現代の読者にとってさほど斬新な筋書きではないかもしれないが、ロシア文化に興味のある方ならば一読の価値はあるように思う。

身分を問わず誰もが参加することができるロシアのマスカラード。
仮面で顔を隠しながら恋愛遊戯にふけろうとする貴族たちも参加しているが、顔が見えないからこそ、不幸な誤解を招くことになり・・・。
戯曲が舞台で演じられるのを見ている場合には役者の服装や年齢層といった多くの情報源があるだろうが、『マスカラード』は登場人物に関する説明的な語句が少ないため、何かと読者の想像力で補って読む必要がありそうだ。

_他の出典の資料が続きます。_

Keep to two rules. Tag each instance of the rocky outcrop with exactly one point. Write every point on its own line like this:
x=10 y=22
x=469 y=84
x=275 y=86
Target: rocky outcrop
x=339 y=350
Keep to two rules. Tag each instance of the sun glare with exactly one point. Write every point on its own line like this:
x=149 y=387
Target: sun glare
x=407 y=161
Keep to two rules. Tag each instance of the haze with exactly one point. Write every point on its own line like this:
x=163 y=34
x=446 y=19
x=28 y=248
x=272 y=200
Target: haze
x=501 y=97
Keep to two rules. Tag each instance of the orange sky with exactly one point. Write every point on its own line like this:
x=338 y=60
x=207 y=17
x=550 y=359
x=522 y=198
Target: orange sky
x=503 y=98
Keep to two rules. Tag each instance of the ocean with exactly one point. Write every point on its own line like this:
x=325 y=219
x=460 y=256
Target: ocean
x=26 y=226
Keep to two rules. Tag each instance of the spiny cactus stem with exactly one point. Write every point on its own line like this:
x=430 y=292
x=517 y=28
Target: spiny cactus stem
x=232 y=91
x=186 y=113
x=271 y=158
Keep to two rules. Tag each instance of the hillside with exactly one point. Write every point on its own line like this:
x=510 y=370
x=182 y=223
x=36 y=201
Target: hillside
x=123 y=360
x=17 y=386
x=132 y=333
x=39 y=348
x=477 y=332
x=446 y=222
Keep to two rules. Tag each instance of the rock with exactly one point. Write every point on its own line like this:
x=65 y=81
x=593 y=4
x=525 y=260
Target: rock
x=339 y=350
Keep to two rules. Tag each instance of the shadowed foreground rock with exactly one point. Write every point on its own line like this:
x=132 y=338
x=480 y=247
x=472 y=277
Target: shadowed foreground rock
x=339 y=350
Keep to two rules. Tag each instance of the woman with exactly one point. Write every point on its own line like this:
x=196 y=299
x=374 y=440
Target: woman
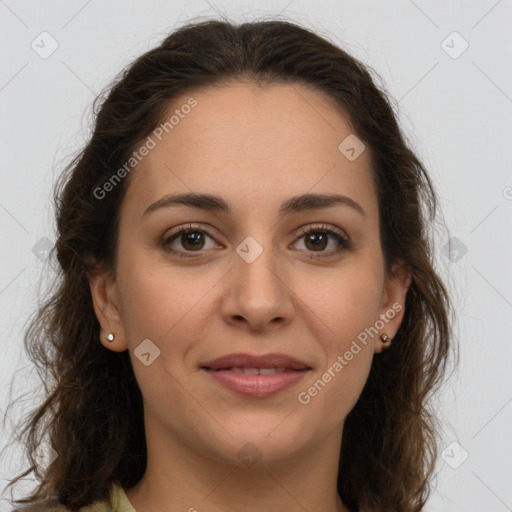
x=248 y=317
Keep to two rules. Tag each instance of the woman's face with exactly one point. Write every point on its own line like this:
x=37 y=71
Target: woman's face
x=248 y=278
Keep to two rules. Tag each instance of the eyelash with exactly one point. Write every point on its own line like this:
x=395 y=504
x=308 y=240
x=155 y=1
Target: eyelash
x=338 y=236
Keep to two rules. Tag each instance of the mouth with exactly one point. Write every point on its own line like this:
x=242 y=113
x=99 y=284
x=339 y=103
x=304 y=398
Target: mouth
x=256 y=376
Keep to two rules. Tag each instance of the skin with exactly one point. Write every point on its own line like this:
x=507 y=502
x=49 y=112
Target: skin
x=254 y=147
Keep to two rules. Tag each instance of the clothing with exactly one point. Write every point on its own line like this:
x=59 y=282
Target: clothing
x=118 y=503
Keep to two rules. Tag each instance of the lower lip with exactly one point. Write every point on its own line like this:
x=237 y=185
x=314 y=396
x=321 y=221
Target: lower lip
x=257 y=385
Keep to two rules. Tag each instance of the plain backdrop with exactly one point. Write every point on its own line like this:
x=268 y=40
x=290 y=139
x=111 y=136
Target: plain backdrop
x=448 y=67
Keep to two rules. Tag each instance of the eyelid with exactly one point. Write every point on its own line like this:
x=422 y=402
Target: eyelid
x=341 y=237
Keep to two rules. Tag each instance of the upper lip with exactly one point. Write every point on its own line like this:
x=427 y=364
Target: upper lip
x=255 y=361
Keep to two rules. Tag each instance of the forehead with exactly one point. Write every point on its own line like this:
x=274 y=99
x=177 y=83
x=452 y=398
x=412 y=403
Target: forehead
x=242 y=140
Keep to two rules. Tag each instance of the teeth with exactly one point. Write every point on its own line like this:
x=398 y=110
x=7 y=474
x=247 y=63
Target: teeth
x=256 y=371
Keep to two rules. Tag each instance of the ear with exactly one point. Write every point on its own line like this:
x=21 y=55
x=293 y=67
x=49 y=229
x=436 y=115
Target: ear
x=106 y=306
x=393 y=302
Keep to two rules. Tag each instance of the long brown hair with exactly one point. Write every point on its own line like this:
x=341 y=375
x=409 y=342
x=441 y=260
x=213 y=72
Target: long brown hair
x=93 y=415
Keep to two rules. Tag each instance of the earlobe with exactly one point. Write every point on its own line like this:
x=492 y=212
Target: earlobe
x=106 y=306
x=393 y=305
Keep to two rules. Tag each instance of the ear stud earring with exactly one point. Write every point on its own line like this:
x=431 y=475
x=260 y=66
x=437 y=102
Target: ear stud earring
x=386 y=341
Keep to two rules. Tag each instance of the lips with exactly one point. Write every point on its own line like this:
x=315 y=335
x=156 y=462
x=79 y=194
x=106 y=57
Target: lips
x=247 y=361
x=256 y=376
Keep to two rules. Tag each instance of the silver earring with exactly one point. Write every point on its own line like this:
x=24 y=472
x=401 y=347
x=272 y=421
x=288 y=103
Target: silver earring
x=386 y=341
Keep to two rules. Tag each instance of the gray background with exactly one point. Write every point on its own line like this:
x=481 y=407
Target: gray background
x=455 y=108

『マスカラード』にはいかにもレールモントフらしい退廃的な雰囲気がよく表れている。
これといった生き甲斐も見出すことができず、話の種といえば賭博と決闘というロシア文学草創期の一つの典型的なスタイルの男性像が描かれているのだが、このような典型を作り上げるのに一役買ったのがレールモントフなのだから、『マスカラード』に典型的な人物が登場するのも当然と言えば当然のことなのかもしれない。

少し残念なことに、本書を読んで訳文がこなれているとは言い難いという印象を受けた。
本書がロシア文学を専門とする研究者による翻訳ではないためなのかもしれないが、そうはいっても、『現代の英雄』を通じてレールモントフに興味を持ったところで他の作品の翻訳がほとんど手に入らないという現状を思えば、『マスカラード』の出版は大いに歓迎すべきことであるように思う。
引き続きレールモントフの他の作品が出版されることに期待したい。